Hey Guys! I'm new to the forum and had a question regarding a little problem I'm having with my '95 240sx. Basically for the past 2 weeks when I drive my car on the freeway and I'm in 4th gear and reach about 3,000 RPMs and up my car begins to let out light blue smoke from the exhaust. When I shift to fifth gear it does it when I reach speeds of about 70 MPH. Right before it begins to smoke it makes somewhat a light rattling noise and continues to do so as it smokes. It only smoke in these two gears all the other gears(1-3) don't smoke at all in any RPM range. What can this be? I'm not too mechanically inclined. Thanks for any input and suggestions in advance.


----------



## Dustin (Dec 14, 2003)

hm, only in the top end gears, and 3k+ rpms.. that is odd, i honestly have no idea if it doesn't do it in the lower gears. i'd be inclined to say it's a transmission problem, except it's coming from the exhaust. i'm baffled.


----------



## rogoman (Dec 16, 2004)

From your description, it looks like the motor is burning oil.

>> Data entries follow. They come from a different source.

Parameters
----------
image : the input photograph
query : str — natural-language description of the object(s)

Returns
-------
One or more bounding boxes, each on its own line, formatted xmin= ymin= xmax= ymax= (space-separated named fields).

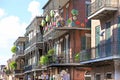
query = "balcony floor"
xmin=88 ymin=7 xmax=118 ymax=19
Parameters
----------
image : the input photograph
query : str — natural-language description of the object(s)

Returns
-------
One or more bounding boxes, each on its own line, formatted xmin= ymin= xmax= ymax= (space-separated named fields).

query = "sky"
xmin=0 ymin=0 xmax=48 ymax=65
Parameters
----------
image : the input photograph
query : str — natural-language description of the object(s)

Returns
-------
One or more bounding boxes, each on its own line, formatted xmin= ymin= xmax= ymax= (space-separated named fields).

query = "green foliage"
xmin=48 ymin=49 xmax=54 ymax=56
xmin=9 ymin=61 xmax=17 ymax=69
xmin=75 ymin=53 xmax=80 ymax=61
xmin=40 ymin=55 xmax=48 ymax=65
xmin=11 ymin=46 xmax=17 ymax=53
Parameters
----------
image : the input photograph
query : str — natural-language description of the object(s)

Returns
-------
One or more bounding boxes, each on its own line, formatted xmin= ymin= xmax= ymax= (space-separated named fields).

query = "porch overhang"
xmin=43 ymin=26 xmax=91 ymax=41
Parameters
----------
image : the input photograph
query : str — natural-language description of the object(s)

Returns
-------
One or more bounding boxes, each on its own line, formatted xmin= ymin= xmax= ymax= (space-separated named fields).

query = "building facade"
xmin=43 ymin=0 xmax=91 ymax=80
xmin=81 ymin=0 xmax=120 ymax=80
xmin=24 ymin=17 xmax=43 ymax=80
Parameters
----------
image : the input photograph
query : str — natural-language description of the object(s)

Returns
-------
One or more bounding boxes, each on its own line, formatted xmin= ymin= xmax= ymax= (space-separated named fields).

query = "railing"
xmin=80 ymin=42 xmax=120 ymax=61
xmin=25 ymin=33 xmax=43 ymax=48
xmin=48 ymin=50 xmax=80 ymax=64
xmin=14 ymin=70 xmax=24 ymax=74
xmin=88 ymin=0 xmax=118 ymax=15
xmin=24 ymin=65 xmax=33 ymax=71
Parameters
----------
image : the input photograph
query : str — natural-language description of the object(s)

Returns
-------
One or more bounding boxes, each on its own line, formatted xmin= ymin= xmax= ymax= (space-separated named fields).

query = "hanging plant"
xmin=39 ymin=55 xmax=48 ymax=65
xmin=11 ymin=46 xmax=17 ymax=53
xmin=71 ymin=21 xmax=75 ymax=27
xmin=41 ymin=19 xmax=46 ymax=27
xmin=81 ymin=23 xmax=85 ymax=27
xmin=71 ymin=9 xmax=78 ymax=16
xmin=48 ymin=49 xmax=54 ymax=56
xmin=67 ymin=19 xmax=72 ymax=24
xmin=45 ymin=15 xmax=50 ymax=22
xmin=73 ymin=16 xmax=77 ymax=20
xmin=85 ymin=18 xmax=88 ymax=23
xmin=75 ymin=53 xmax=80 ymax=61
xmin=50 ymin=10 xmax=55 ymax=17
xmin=9 ymin=61 xmax=17 ymax=69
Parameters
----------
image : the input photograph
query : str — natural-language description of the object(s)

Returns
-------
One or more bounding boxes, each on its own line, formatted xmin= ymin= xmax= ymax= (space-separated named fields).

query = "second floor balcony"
xmin=14 ymin=69 xmax=24 ymax=76
xmin=88 ymin=0 xmax=119 ymax=19
xmin=48 ymin=51 xmax=80 ymax=67
xmin=80 ymin=42 xmax=120 ymax=64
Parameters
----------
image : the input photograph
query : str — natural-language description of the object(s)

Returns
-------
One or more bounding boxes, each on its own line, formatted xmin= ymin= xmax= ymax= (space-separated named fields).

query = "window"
xmin=95 ymin=74 xmax=101 ymax=80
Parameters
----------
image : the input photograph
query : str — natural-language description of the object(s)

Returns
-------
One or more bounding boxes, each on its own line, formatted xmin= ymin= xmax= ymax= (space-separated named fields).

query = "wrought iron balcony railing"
xmin=48 ymin=50 xmax=80 ymax=65
xmin=25 ymin=33 xmax=43 ymax=48
xmin=88 ymin=0 xmax=118 ymax=18
xmin=24 ymin=65 xmax=33 ymax=72
xmin=80 ymin=42 xmax=120 ymax=62
xmin=14 ymin=69 xmax=24 ymax=75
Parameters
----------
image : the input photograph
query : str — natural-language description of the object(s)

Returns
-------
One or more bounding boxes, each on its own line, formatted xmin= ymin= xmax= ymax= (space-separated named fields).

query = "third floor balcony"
xmin=88 ymin=0 xmax=119 ymax=19
xmin=80 ymin=42 xmax=120 ymax=64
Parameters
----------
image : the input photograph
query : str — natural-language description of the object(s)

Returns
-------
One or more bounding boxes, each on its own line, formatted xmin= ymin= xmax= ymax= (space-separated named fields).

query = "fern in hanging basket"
xmin=75 ymin=53 xmax=80 ymax=61
xmin=9 ymin=61 xmax=17 ymax=69
xmin=50 ymin=10 xmax=55 ymax=17
xmin=41 ymin=19 xmax=46 ymax=27
xmin=39 ymin=55 xmax=48 ymax=65
xmin=45 ymin=15 xmax=50 ymax=22
xmin=48 ymin=49 xmax=54 ymax=56
xmin=71 ymin=9 xmax=78 ymax=16
xmin=11 ymin=46 xmax=17 ymax=53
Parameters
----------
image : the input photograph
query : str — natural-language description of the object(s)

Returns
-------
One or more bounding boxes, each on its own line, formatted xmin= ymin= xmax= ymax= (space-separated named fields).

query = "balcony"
xmin=25 ymin=33 xmax=43 ymax=53
xmin=88 ymin=0 xmax=119 ymax=19
xmin=80 ymin=42 xmax=120 ymax=64
xmin=15 ymin=50 xmax=24 ymax=60
xmin=14 ymin=69 xmax=24 ymax=75
xmin=24 ymin=65 xmax=33 ymax=72
xmin=48 ymin=51 xmax=80 ymax=67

You can verify that by first fully warming up the motor. Stand behind the car. Have someone rev the motor to 4,000 RPM and hold at that RPM for about 15 seconds. If you see a lot of blue smoke come out of the tailpipe, the motor is burning excessive oil; Time for new rings. 

As for the rattling at higher RPMs, it may be due to oil starvation or weak valve springs. Make sure the oil level is at the full mark. You might want to check the oil pressure.

You can check the pressure very easily by installing a temporary mechanical oil pressure gauge. You would remove the oil sensor which is located next to the oil filter and install the mechanical oil pressure gauge in it's place; you may need to get an 1/8 BSPT to 1/8 NPT adapter to hook up the gauge.

With the engine fully warmed up, the pressure should be as follows:
idle - at least 11 psi
3000 RPM - 60 to 70 psi


----------